In a DEQ letter to the commissioners dated June 5, 2017, the commission was instructed to obtain an asbestos accredited inspection of the old hospital.
And it wasn’t DEQ’s first correspondence with the commission concerning the building.
In a letter dated Oct. 26, 2016, addressed to Commissioner Maureen Davey, DEQ stated its enforcement division had received a complaint about renovations taking place at the old hospital in which an asbestos inspection may not have been performed by an accredited inspector, which is a violation of the Asbestos Control Act and the Administrative Rules of Montana (ARM).
The DEQ letter also asked about a complaint of asbestos-containing materials being removed from the building and disposed without the proper permitting. And finally, the letter inquired about workers not wearing personal protective equipment while working in the building.
That letter also indicated DEQ had already been in contact with the county.
“On September 22, 2016, a letter was sent to provide you with the steps necessary to ensure compliance with the ARM,” stated the letter.
On November 22, 2016, DEQ received a response from the commission, stating that “to date, no renovations have been done, only demolition and great care has been taken to not disturb any of the material identified as containing asbestos,” according to the letter.
Sent with that letter were copies of inspections conducted by Northern Industrial Hygiene Inc. in 2005, 2006 and 2009 for the Stillwater Community Hospital.
DEQ responded back to the commission with a letter dated Nov. 30, 2016, which stated “The information provided indicates that the work which has occurred to this point has not impacted the materials which have been found to contain asbestos,” and the complaint was closed.
On June 5, 2017, DEQ sent another letter to the commission, stating there had been additional complaints received that indicated the work done at the site was “more extensive then what was previously indicated” and that asbestos-containing materials may have been impacted during work, and disposed of improperly, without the proper permitting or DEQ notification.
The DEQ letter also states that a DEQ accredited asbestos inspector must conduct an inspection prior to any further demolition or renovation and that report must be made available to DEQ.
DEQ also instructed the commission that an asbestos project permit must be obtained if any renovation material has been determined to contain asbestos.
This week, DEQ confirmed for the News it had sent the letters.
Before the June 5 letter from DEQ, Davey emailed Montana Association of Counties Executive Director Harold Blattie on May 22 in which she wrote “New commissioner and CA are teaming up to drag the hospital issue out. Very frustrating.”

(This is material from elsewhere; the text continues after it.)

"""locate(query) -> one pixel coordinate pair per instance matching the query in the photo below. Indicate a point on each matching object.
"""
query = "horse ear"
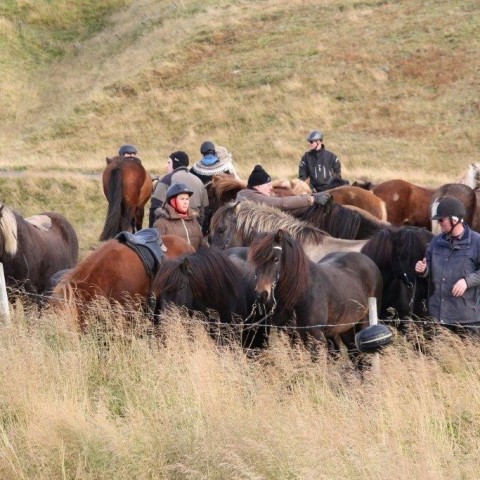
(279, 236)
(185, 265)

In an email from Blattie to DEQ’s Ed Thamke on that same day, Blattie wrote “I am forwarding correspondence from Stillwater County about a possible asbestos issue. Looks like the county maintenance staff may have unwittingly disturbed some asbestos. Also looks like the county attorney may be overreacting, but who knows. The use of the old hospital by the county (who owns the building) is a very politically charged issued with the CA and the commissioners being on opposing ends of the spectrum.”
The commissioners did not respond to questions regarding the DEQ letters by press time Wednesday.